From The New York Times: 

The umpires dialed in at about 3 p.m. on a Friday, calling from places like St. Louis and Oakland, Seattle and Cleveland.

It was time to pray.

“God is our father,” Ted Barrett, a major league umpire for over two decades and an ordained Southern Baptist minister, told the men. “He loves to hear from us, and so don’t ever feel like he’s too big or too busy to bring your little problem to him.”

The umpires on the line had endured all manner of turmoil: anger or family troubles, addiction or overwhelming grief, loneliness and the agony of imperfection.

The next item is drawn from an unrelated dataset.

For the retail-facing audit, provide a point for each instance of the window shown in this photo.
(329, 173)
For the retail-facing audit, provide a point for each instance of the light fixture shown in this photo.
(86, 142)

Those last two, Barrett knew, were among their vocation’s most familiar menaces, ones that might surface during games that very night or in the hours afterward.

So for about a dozen big league baseball seasons, small groups of umpires have privately convened every week by phone to pray together, searching for the kind of communal solace that is hard to come by when life is spent on the road and under the strain of officiating the national pastime.

“Knowing that there’s a group of guys that get on the call and are all going through the same journey and understand what it’s like to be on this journey and to pray with them, it gives a sense of community,” said David Rackley, who was the left-field umpire for this season’s All-Star Game…

…“Jesus would have been a great umpire because he wasn’t a milquetoast where he would have allowed himself to get run over,” Barrett, who has been the officiant at some umpires’ funerals, said in an interview in Chicago. “You see him standing up to the Pharisees. He would have been able to give it right back on the field.”